Sabre Travel Network is on the verge of rolling out a new product that will enable it to house a "mirror image" of a carrier's inventory within its system to provide a more accurate picture of the airline's availability. Kyle Moore, vice president of product marketing, said the growth of air fare shopping options has led many airlines to introduce caching of their air fares to minimize the volume of messages that hit their inventory systems.
"Caching is great for driving down message costs," he said, "but the down side is that it is a picture of availability at a point in time, and at some point it is no longer accurate." In the "proxy scenario," Sabre duplicates the response that a carrier's inventory system would give to a query, "almost duplicating the logic of their inventory management," he said.
The carrier must "help us understand the logic and foundational rules about what is opened and what is closed and how to interpret it correctly so that we don't have to rely on a cache," Moore said. "A proxy is not perfect, but very nearly," he added. "It allows the airline to have a better answer at the point of sale." Moore said Sabre's launch customer is currently testing the system.
In the next few weeks, Sabre also will introduce a new XML connectivity option for airlines whose internal reservations systems don't support Edifact, the traditional communication protocol used for GDS connectivity. Its launch customer is AirTran Airways.

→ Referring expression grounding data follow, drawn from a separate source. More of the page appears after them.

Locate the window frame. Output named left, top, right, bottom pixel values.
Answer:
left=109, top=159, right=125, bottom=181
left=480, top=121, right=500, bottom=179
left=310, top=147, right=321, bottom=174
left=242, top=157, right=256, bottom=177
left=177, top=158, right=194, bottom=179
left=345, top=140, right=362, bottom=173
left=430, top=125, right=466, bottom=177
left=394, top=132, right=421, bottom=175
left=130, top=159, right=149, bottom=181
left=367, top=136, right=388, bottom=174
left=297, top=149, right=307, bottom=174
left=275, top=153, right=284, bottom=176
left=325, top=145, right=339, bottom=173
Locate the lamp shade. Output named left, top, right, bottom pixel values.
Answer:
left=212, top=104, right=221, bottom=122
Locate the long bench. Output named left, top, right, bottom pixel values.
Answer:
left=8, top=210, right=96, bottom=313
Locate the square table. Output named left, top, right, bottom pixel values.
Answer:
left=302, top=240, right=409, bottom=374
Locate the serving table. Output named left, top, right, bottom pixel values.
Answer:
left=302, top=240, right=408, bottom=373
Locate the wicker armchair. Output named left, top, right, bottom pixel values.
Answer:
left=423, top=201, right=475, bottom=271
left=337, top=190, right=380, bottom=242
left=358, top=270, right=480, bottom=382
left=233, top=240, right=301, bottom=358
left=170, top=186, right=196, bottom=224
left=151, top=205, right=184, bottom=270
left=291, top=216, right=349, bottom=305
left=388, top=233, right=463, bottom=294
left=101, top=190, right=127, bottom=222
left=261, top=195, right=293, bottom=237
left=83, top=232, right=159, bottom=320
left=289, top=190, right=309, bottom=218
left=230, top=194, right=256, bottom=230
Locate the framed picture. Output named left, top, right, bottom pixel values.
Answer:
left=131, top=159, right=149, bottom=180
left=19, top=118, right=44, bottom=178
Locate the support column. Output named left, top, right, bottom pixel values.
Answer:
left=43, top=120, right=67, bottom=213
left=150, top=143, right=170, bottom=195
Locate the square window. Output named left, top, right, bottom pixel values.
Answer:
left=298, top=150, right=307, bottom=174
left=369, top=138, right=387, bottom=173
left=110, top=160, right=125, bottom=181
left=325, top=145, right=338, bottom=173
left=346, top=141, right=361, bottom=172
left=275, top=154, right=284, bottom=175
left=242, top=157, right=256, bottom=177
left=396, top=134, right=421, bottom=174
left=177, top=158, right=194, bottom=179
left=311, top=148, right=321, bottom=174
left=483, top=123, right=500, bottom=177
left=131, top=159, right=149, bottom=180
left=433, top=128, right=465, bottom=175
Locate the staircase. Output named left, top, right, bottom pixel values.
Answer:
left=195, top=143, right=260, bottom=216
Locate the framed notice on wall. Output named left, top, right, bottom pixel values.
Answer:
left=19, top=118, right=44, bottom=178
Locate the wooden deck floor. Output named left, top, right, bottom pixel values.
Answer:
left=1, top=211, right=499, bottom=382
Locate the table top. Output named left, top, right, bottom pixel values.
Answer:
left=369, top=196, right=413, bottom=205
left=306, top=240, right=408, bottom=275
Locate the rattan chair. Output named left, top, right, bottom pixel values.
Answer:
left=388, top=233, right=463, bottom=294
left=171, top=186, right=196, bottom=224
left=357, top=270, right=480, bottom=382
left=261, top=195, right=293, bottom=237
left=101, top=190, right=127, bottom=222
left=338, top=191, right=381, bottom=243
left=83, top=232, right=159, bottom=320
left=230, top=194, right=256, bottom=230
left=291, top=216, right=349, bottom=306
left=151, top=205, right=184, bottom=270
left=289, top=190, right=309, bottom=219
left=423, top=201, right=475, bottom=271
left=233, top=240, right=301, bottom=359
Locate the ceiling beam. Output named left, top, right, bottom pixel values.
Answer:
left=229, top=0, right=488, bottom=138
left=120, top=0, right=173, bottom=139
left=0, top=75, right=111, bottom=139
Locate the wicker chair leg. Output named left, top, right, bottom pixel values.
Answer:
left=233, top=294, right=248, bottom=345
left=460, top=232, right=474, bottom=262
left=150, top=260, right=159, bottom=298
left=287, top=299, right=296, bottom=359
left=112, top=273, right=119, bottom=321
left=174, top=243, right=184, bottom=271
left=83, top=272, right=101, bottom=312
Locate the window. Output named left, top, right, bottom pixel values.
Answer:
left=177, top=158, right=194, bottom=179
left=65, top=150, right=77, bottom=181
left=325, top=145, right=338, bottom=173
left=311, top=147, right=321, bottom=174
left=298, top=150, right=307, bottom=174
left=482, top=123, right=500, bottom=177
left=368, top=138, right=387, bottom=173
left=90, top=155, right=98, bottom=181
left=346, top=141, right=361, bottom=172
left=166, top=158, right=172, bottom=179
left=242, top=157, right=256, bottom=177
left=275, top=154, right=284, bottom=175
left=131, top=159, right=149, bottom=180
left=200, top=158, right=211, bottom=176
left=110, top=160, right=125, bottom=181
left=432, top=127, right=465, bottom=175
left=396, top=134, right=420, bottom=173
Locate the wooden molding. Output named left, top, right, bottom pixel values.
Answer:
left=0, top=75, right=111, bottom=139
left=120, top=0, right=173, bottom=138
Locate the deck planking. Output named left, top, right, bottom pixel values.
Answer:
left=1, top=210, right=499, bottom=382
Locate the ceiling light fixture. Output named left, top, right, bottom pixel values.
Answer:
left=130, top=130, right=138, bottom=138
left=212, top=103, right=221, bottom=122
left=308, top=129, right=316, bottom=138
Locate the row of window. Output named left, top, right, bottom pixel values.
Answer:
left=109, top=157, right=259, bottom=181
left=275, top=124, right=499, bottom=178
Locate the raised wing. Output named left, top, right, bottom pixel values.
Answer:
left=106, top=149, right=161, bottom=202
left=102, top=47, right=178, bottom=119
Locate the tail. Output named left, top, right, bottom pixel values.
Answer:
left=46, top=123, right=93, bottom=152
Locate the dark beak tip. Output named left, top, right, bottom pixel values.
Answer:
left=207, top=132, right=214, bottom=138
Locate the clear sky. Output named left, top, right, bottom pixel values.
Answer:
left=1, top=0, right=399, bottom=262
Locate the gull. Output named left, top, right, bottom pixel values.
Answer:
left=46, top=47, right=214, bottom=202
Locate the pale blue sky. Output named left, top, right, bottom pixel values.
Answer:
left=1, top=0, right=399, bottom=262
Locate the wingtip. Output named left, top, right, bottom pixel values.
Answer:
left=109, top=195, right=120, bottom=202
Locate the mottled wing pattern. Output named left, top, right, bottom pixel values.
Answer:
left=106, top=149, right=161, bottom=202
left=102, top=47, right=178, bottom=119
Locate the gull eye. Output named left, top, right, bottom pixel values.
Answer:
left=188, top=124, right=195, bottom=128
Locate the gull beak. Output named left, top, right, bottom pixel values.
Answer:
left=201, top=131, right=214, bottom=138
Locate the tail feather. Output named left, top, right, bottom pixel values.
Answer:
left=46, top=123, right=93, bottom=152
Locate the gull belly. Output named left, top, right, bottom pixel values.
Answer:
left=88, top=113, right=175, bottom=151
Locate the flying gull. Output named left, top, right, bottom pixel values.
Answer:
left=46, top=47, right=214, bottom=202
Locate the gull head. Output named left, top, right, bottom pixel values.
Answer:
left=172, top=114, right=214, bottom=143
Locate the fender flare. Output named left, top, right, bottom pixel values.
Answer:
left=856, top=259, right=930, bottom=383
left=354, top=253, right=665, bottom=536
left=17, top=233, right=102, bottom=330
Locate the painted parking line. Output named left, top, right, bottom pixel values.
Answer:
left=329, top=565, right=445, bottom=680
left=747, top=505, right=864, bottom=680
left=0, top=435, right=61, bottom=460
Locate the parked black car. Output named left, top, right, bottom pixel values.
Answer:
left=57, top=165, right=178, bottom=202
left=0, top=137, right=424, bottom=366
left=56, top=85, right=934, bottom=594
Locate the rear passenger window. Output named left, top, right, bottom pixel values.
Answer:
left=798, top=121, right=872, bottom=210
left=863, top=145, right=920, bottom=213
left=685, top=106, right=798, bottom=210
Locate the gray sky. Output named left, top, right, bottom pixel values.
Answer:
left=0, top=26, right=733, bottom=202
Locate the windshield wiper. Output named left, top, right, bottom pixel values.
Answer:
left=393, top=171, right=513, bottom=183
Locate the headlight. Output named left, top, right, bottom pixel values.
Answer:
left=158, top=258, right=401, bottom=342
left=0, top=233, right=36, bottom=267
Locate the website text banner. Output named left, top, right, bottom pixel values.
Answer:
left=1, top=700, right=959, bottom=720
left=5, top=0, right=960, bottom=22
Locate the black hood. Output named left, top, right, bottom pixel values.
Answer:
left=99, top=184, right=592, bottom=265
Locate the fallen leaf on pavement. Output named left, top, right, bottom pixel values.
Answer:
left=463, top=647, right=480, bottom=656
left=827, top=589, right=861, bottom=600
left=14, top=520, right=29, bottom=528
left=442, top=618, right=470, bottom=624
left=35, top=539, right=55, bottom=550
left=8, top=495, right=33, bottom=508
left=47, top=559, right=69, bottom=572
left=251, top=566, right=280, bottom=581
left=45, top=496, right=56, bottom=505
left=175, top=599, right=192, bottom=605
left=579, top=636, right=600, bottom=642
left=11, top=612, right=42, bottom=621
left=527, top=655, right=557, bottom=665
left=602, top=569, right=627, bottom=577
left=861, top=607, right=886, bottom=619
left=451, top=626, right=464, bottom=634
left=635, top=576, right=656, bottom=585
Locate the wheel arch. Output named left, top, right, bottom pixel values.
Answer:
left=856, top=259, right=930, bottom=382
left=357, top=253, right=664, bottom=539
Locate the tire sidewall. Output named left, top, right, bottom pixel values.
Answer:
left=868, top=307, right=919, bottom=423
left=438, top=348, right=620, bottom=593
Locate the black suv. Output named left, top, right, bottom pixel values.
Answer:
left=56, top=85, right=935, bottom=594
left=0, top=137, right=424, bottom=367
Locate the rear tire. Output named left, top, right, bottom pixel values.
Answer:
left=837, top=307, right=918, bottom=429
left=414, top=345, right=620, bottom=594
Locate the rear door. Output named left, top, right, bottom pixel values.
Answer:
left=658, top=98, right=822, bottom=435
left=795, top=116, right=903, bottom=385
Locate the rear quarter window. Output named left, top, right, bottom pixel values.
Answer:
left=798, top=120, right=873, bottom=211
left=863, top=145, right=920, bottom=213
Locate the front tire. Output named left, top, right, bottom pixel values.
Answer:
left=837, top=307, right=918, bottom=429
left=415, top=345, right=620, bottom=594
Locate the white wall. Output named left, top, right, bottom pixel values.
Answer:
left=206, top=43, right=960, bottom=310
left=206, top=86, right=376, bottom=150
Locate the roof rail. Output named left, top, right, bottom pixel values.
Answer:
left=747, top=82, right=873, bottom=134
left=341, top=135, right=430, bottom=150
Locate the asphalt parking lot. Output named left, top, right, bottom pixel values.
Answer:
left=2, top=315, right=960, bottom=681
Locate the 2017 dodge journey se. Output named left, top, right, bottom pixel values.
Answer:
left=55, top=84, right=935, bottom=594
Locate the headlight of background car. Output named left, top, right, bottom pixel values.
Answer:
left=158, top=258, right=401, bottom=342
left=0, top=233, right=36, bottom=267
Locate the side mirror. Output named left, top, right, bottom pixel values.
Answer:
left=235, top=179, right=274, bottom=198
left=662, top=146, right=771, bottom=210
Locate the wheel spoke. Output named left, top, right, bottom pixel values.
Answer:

It will enable travel agency subscribers to view the carrier's seat maps for advance seat selection and enter frequent flyer information. "Even if it's just 1% of an agency's sales, we want to make it available to them," Brian Houser, vice president of sales strategy, said.
Sabre also is incorporating so-called "branded fares" or "attribute selling" into displays on MySabre, its Web-based booking portal. "When you hover over a fare type, a graphic will pop up with the fare's attribute so you can compare them," Houser said.